Corporal punishment in schools. Take a step back?
The issue of corporal punishment is back in the spotlight after public debate in recent years, following the Government’s announcement that it planned to reintroduce it in Samoa.
The controversial legislation – known as the Education Amendment Bill 2019 – was eventually passed by Parliament in January this year, despite opposition by members of the community as well as high ranking judicial officials.
Nine months after the passage of the law and a teacher has been reported to the Ministry of Education Sports and Culture (MESC) for allegedly assaulting a Year 13 student with a plastic pipe.
MESC Minister, Loau Keneti Sio, expressed concern and said the school principal is being investigated over the incident to verify reports that the student was allegedly struck a number of times on the torso and the face.
“The incident is very sad to hear, he said. “The individual should have known much better about the law but I guess they decided to take the law into their own hands.”
The Minister said he is disappointed and added that the teacher should not have used an object to strike the student.
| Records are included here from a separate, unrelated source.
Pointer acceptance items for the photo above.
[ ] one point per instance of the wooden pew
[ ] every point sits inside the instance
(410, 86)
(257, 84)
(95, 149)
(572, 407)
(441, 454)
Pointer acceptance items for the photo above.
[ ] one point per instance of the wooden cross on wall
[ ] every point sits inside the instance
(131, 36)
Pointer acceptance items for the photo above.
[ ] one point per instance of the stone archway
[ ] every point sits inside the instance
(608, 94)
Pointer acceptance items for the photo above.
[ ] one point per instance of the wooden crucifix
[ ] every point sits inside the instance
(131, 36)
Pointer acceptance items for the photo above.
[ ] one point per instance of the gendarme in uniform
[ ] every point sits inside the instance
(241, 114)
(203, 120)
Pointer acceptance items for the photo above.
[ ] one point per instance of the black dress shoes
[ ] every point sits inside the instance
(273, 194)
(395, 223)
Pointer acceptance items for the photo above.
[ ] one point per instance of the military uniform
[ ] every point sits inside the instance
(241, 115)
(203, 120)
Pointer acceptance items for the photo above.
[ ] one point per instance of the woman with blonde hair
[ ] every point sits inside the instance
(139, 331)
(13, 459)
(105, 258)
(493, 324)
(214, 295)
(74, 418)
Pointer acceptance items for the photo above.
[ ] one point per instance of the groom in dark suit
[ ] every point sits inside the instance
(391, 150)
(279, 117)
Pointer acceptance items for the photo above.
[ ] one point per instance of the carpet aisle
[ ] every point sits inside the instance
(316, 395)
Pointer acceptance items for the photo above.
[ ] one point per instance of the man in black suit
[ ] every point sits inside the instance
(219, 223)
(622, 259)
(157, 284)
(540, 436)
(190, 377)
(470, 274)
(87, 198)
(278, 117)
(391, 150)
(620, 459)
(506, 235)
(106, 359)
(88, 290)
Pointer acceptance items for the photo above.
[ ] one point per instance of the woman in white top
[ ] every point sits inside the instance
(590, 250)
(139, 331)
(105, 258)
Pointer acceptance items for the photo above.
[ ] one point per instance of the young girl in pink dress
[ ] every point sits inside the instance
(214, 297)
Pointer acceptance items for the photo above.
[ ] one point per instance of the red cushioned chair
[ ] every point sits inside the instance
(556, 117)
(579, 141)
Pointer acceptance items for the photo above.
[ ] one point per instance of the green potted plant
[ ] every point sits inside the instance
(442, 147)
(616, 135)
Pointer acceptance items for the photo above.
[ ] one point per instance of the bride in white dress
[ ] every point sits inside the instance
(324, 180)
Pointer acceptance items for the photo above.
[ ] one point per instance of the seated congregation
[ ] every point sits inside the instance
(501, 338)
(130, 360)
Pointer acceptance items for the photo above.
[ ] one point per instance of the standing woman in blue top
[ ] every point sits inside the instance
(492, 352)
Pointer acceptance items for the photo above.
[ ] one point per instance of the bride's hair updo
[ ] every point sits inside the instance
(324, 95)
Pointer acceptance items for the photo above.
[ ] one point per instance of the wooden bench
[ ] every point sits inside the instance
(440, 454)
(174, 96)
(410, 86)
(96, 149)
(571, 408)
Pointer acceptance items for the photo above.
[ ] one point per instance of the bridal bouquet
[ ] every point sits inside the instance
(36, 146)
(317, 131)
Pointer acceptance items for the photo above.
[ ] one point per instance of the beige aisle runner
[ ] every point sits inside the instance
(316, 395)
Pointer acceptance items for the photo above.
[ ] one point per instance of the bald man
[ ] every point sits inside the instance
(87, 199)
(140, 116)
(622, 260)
While we appreciate the level of proactiveness from Loau in relation to this matter, it must be said the Government was warned that reinstituting corporal punishment back into the education system would be detrimental for the community.
Let us take a look at the legislation in question. The Bill amended Section 23 of the Education Act, “to allow the use of force by a secondary school teacher on a child, if the force is used in reasonable circumstances, including but not limited to preventing or minimising harm to the child”.
The key words are: “If the force is used in reasonable circumstances, including but not limited to preventing or minimising harm to the child.”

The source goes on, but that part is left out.